Et la fonction fsck -y du terminal ne peut pas me sortir d'affaire ?


----------



## Anonyme (3 Décembre 2003)

ben si tu l essaies plusieurs fois et que tu as toujours le meme message,... Non il te faut un produit un peu plus costaud, comme DiskWarrior, qui régle le 99% des problèmes de catalogue, vraiment un très bon produit.


----------



## WebOliver (4 Décembre 2003)

Florent a dit:
			
		

> Norton c'est une cata sur OS X, DiskWarrior fait un très bon boulot pour tout ce qui est catalogue. Je le recommande vivement !



DiskWarrior est compatible Panther, mais seulement si tu démarres sur le CD fourni (qui boot sur Jaguar). Une mise à jour est prévue pour que DiskWarrior soit utilisable sur un disque dur externe avec OS 10.3.

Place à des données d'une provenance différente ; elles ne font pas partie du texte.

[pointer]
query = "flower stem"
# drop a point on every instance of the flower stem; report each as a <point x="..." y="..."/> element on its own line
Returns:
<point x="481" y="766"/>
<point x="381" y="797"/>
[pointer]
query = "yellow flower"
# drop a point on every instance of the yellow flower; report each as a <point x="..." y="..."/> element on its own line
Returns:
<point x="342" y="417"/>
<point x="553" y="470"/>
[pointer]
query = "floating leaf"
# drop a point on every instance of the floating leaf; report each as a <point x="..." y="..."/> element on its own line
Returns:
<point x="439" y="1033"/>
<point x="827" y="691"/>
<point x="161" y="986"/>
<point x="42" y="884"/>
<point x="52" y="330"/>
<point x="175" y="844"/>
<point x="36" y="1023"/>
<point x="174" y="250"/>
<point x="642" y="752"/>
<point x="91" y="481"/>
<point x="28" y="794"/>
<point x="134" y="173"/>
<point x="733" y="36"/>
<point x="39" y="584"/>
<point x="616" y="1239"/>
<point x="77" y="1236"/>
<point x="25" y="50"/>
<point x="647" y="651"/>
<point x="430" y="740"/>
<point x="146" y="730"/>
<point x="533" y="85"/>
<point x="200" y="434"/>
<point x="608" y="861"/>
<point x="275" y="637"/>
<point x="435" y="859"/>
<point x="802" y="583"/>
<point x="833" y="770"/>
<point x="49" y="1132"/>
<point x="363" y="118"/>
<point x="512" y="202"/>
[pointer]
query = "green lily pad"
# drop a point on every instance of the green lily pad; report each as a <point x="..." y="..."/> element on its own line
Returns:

*DiskWarrior 3.0 and Mac OS X v. 10.3 *_
DiskWarrior 3.0 will not run while started up under Mac OS X v. 10.3 (Panther). DiskWarrior 3.0 can be used to safely rebuild the directory of a disk (including a disk with file journaling and/or FileVault enabled) with Mac OS X v. 10.3 by starting up from your current DiskWarrior 3.0 CD. A free updater allowing DiskWarrior to run while started from Mac OS X v. 10.3 is forthcoming; we currently estimate that the updater will be available from our web site by the end of November._


----------



## Jimmy MAIZEROI (6 Décembre 2003)

Merci beaucoup, il ne me reste plus qu'à acheter DiskWarrior...
Moi qui pensait pouvoir tout régler avec le terminal...

Merci,

iMacalement,

Jimmy.


----------



## Jimmy MAIZEROI (8 Décembre 2003)

Je peux le trouver à la Fnac je pense, j'espère...

Merci bcp,

iMacalement,

Jimmy.


----------



## Jimmy MAIZEROI (9 Décembre 2003)

Bonsoir,

Bon, j'ai dû acheter Drive 10 pour rêgler mes problèmes de disque en esperant que ça marche !!!

Merci,

iMacalement,

Jimmy.


----------



## Jimmy MAIZEROI (12 Décembre 2003)

Ca marche !

Drive 10 m'a sorti de la m...

Merci,

iMacalement,

Jimmy.


----------